Monday, 12 October 2015

Tree following October.

There has not been much change during the last two months, in the Acer negundo Flamingo I have been following this year.
 If you haven't visited before, here it is growing in the Oriental Garden.

 I pollard it every January Here  to prevent it becoming too big while encouraging the slate blue branches and fine pink stems that you can see in the pictures, to develop.

Unfortunately the white variegated edges of the leaves have been scorched by either the sun or more likely the wind.

I thought this was a good time to introduce you to the never ending woodland path here at Our Garden19. Walking through the main borders towards the Banana Bench... come to the start of the path, here you have a choice to make, left or right?

I seem to nearly always turn to the left, I don't know why, passing the Boston Ivy (Parthenocissus tripcuspidata) on the trellis just turning red and the apple 'Kid's Orange Red' on your left.

Boston Ivy
It is, I think, a lovely eating apple.

Following the path round behind the bench... pass Rose glauca.syn. Rose rubrifolia...

...and Sorbus Eastern Promise, both growing through Aucuba, Dogwoods, and a variegated Holly backed by a Sambucus nigra.

A little further round you have Ligularia przewalskii, on the right, behind the Banana Bench trellis, this produces lovely spires of yellow flowers. Hiding in the corner of this picture is an apple tree Worcester Pearmain, we had to have one of those.
The first tree on the left is Liquidamber slyraciflua 'Stella'...

...whose leaves are just starting to turn a 'buttery' yellow, soon to turn red...

...a little further along the never ending path is what I refer to as our 'Champion Tree', the Prunus serrula...

...with its wonderful coppery peeling bark.

And here we emerge, back where we started in front of the Banana Bench where you can sit and rest looking out over the garden before you start again following the never ending woodland walk.

On your way back to the house if you look over the fence you can see the neighbours' Liquidamber in all its Autumn fiery glory...

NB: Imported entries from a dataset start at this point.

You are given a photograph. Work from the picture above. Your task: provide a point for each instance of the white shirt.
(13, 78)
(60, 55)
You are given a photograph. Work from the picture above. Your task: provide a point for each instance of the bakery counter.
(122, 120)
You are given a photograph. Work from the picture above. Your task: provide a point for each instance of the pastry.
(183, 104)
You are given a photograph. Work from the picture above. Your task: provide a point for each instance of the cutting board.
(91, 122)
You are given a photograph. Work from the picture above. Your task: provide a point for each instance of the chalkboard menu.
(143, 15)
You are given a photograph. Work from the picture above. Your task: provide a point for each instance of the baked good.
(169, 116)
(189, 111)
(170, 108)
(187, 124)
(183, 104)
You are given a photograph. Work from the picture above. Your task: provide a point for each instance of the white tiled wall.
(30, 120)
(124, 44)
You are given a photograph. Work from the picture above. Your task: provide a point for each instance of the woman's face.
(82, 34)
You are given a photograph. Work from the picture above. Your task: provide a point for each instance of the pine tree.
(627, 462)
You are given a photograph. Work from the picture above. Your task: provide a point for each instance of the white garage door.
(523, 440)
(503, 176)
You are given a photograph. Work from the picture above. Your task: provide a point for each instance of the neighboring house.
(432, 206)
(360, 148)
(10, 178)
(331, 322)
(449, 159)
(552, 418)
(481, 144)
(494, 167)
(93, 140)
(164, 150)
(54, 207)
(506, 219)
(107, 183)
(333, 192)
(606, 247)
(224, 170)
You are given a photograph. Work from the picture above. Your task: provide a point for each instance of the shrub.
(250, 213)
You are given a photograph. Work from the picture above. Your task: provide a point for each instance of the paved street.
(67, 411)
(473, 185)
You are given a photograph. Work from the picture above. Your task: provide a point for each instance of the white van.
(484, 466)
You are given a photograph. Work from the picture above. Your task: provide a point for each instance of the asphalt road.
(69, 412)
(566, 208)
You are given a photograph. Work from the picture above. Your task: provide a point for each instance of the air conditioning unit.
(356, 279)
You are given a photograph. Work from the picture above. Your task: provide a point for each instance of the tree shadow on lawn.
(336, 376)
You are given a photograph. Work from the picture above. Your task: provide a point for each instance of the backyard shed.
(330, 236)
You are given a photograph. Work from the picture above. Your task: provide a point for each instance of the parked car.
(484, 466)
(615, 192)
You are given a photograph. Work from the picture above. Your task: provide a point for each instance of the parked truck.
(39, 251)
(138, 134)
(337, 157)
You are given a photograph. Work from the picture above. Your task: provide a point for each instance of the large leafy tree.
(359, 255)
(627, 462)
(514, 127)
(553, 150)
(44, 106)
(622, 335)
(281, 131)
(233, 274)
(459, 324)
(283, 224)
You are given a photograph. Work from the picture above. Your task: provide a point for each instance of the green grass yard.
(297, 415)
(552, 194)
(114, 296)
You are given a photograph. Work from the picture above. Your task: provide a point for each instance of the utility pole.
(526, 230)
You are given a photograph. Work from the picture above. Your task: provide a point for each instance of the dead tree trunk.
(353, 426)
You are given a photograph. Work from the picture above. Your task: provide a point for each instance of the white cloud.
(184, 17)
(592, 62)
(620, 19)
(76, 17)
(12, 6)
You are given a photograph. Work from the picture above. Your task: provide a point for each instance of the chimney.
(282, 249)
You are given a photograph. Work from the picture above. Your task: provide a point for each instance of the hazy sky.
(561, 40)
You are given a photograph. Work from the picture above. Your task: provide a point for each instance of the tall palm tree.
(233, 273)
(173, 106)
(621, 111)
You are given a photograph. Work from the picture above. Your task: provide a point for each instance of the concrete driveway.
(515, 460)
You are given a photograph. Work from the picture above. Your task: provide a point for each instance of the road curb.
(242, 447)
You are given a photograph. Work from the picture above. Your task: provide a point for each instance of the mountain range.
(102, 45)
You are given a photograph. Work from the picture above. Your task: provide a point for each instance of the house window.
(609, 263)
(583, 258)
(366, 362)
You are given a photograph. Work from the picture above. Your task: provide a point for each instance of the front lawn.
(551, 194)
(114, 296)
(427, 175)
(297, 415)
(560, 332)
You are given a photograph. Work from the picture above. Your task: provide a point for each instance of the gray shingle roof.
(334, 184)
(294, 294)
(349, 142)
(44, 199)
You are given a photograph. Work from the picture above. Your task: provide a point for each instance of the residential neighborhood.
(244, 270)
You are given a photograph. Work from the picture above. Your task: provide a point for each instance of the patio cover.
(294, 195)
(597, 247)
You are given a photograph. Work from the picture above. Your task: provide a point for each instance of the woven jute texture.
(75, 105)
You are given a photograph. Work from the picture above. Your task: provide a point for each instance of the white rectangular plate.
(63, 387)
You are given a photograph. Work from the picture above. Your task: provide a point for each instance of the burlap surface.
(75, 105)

...every year it turns earlier than the one in our garden, which means we can enjoy theirs before ours puts on a show.

The last picture is a close up of a Boston Ivy leaf.

If you wish to see which trees other bloggers are following please visit Lucy at Loose and leafy Here

Please click on any photo to create a slide show.


  1. Superb photos! I am so glad to find another Acer negundo, though yours is a much more attractive variety. Thank you for your comment on my lists. No special software ... just the colours Blogger has on offer. I started the list with my first Tree Following post and it has been interesting to see it build, though my ID skills are poor when it comes to fungi and moths! Your Prunus serrula reminds me of one of our favourite trees at Anglesey Abbey!

    1. We were lucky when we bought the A.negundo at a NGS open garden many years ago, it was just a twig in a pot which the owner had propagated from one growing in the garden. I have tried unsuccessfully many times to do so myself, she must of had the proverbial green fingers!

  2. Thanks for the tour of your garden--it's wonderful. I took a peek at the page that shows it when you first bought the house. Wow, you've done so much!

    1. Thank you Hollis. It is a good reason to keep a photographic record from when you start on a new garden, it does record how much work has been done

  3. A lovely tour of your garden. I love all your foliage. The Prunus serrula is indeed a star and something to enjoy all winter. It is surprising how Liquidamber varies both in its timing and the colour of the leaves.

    1. Thank you Chloris. I do wonder if different varieties vary in the timing of their colour changing.

  4. A beautiful group of trees - so wonderful to see them changing through autumn!

    1. It is one of the joys of this time of year, Amy.

  5. Thanks for the tour, Brian. I have a Kidd's Orange Red on the allotment - it's one of our favourites.

    Thanks for your comment over at mine - it reminded me to add a link to fan training so figs can be grown in tighter spaces. That's what I should have done with mine before it took over the patio!

    1. I really should try to find somewhere to grow a fan trains fig.